Principal Component Analysis as a Sanity Check for Bayesian Phylolinguistic Reconstruction
Yugo Murawaki
TL;DR
This paper addresses the challenge of validating the tree-model assumption in Bayesian phylolinguistics by introducing a PCA-based sanity check that projects BEAST-sampled trees into a PCA space learned from observed binary lexical features, enabling visualization of anomalies such as jogging. The method relies on projecting posterior node states onto the first two principal components ($PC_1$, $PC_2$) to reveal departures from unidirectional, tree-like diversification. Using synthetic datasets with varied borrowing regimes and real data from Japonic, Sino-Tibetan, and Northeast Asian archaeological sites, the authors show that jogging signals non-tree-like evolution and horizontal transfer, while the absence of jogging does not guarantee model validity. The approach is simple, parameter-light, and broadly applicable to published studies, with available code to facilitate replication and adoption in phylolinguistic analyses.
Abstract
Bayesian approaches to reconstructing the evolutionary history of languages rely on the tree model, which assumes that these languages descended from a common ancestor and underwent modifications over time.
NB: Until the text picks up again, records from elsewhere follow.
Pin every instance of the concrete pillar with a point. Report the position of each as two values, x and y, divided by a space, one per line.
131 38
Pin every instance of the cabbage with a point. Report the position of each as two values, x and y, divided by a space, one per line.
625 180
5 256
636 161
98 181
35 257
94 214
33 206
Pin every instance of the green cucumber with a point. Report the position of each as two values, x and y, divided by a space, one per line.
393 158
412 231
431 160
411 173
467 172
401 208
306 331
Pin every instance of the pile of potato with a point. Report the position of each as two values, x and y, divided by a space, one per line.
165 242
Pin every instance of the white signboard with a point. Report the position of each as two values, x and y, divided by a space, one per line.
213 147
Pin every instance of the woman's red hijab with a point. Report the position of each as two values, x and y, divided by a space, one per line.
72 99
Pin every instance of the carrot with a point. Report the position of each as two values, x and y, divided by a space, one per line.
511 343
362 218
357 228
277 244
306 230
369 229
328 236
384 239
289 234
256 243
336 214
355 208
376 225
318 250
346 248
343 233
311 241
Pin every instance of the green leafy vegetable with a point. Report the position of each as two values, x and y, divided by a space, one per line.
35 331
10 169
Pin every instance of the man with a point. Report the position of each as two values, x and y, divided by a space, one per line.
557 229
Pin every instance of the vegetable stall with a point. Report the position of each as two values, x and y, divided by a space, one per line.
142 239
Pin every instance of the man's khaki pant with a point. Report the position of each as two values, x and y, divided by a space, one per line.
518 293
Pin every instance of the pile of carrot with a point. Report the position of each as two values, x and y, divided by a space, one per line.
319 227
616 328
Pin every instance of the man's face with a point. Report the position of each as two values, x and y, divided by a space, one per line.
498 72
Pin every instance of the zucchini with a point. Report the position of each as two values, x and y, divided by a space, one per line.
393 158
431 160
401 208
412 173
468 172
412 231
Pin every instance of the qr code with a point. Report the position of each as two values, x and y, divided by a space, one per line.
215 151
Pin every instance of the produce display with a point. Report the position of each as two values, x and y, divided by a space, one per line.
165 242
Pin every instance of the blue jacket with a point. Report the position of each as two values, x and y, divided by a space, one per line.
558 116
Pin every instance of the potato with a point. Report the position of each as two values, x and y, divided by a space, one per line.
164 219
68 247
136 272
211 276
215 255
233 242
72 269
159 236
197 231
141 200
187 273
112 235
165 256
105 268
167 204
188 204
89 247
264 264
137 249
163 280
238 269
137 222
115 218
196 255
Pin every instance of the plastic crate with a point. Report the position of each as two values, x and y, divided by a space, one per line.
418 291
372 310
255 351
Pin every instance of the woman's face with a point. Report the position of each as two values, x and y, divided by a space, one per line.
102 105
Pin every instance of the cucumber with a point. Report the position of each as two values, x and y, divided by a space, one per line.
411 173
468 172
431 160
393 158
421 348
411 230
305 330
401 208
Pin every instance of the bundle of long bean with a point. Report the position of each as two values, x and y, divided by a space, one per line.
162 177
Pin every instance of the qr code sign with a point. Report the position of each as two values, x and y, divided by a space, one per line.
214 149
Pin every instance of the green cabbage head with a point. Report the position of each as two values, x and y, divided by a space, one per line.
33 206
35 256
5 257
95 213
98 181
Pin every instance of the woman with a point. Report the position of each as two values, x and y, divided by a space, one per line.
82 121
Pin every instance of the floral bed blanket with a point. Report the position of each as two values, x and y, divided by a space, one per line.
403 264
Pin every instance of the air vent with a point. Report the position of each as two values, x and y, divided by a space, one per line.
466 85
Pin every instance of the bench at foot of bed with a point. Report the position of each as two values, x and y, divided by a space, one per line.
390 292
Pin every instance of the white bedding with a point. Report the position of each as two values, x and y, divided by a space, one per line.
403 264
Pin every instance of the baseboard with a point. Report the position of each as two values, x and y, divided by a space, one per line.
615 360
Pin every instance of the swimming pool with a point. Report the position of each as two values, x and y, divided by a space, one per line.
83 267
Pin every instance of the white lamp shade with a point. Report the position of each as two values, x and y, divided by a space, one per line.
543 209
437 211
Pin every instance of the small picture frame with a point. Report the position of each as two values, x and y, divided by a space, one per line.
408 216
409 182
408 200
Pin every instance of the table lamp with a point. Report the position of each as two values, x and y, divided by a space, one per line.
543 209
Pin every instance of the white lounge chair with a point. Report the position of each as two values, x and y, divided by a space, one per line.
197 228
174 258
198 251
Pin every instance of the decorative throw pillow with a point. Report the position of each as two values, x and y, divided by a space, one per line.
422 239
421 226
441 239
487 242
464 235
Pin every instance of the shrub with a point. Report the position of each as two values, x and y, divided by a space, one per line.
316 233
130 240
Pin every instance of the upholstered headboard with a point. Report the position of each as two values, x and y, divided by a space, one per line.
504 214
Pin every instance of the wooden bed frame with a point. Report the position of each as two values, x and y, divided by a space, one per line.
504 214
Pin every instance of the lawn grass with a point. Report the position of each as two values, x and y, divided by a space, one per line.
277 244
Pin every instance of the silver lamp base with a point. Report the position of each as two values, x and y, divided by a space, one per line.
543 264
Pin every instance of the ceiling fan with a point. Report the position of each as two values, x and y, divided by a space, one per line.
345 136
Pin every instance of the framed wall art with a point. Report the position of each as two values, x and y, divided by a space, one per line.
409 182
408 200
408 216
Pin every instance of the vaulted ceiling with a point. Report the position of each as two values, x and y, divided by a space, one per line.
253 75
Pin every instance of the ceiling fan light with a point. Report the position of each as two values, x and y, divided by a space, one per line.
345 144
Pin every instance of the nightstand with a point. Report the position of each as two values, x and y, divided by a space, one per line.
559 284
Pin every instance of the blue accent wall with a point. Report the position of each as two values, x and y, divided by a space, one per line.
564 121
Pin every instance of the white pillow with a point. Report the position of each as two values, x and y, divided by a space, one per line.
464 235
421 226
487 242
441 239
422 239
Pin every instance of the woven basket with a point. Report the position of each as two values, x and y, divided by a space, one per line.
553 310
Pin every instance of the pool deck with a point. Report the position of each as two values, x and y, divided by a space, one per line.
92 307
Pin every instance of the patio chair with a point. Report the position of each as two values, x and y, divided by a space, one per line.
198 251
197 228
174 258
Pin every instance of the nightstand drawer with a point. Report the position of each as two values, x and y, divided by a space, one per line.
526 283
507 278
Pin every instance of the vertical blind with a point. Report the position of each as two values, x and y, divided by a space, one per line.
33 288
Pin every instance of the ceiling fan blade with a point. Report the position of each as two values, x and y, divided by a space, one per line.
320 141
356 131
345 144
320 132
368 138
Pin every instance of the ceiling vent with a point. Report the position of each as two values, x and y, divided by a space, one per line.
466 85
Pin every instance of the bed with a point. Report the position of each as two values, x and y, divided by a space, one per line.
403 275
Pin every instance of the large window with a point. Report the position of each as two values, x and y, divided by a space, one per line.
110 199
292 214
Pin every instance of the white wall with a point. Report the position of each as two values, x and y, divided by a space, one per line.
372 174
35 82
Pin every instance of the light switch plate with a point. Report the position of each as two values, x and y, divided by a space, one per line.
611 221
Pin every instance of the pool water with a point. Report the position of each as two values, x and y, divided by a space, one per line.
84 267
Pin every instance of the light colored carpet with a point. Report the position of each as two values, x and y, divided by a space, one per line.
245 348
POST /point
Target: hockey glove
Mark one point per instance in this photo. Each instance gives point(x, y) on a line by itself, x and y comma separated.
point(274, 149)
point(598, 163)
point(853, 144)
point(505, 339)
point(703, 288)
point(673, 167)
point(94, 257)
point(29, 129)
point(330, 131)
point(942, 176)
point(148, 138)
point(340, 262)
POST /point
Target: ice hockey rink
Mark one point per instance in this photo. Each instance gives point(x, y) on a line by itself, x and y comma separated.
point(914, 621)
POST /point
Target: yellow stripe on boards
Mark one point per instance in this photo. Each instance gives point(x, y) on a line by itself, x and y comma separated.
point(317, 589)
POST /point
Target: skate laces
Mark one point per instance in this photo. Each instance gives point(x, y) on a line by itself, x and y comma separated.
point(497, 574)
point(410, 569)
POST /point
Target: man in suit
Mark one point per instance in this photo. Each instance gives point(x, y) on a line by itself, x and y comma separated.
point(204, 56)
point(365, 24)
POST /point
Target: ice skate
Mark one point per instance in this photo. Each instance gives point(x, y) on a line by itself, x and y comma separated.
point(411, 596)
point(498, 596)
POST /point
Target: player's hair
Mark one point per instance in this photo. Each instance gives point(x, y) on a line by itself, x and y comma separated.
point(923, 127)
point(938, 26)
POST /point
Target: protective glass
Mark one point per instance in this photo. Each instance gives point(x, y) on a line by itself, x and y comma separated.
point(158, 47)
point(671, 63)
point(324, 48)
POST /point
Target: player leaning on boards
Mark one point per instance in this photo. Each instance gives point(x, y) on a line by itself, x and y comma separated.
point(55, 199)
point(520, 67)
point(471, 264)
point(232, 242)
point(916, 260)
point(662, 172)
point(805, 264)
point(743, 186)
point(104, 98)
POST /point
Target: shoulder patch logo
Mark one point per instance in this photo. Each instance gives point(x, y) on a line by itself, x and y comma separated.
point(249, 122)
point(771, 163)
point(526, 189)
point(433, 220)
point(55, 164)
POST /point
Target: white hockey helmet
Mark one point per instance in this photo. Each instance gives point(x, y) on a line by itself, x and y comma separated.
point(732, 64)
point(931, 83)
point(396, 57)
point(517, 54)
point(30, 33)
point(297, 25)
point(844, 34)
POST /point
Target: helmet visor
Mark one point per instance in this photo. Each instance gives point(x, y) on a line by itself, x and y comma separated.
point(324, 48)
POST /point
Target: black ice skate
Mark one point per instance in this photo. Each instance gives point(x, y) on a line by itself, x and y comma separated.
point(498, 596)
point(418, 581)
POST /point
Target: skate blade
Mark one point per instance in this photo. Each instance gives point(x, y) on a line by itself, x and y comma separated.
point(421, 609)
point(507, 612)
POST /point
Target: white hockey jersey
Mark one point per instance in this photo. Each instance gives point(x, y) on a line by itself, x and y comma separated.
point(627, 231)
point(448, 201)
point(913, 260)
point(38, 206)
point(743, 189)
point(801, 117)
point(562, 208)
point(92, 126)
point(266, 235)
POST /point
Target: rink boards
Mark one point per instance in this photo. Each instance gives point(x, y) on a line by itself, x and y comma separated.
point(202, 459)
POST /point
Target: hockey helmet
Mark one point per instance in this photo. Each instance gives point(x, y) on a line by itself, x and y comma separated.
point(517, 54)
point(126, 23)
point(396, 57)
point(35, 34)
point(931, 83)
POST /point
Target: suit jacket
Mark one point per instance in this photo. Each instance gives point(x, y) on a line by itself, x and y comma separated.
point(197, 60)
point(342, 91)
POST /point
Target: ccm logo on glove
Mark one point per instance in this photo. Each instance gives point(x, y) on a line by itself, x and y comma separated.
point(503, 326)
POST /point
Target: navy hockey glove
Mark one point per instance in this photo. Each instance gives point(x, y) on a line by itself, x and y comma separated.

However, this assumption can be violated to different extents due to contact and other factors. Understanding the degree to which this assumption is violated is crucial for validating the accuracy of phylolinguistic inference. In this paper, we propose a simple sanity check: projecting a reconstructed tree onto a space generated by principal component analysis. By using both synthetic and real data, we demonstrate that our method effectively visualizes anomalies, particularly in the form of jogging.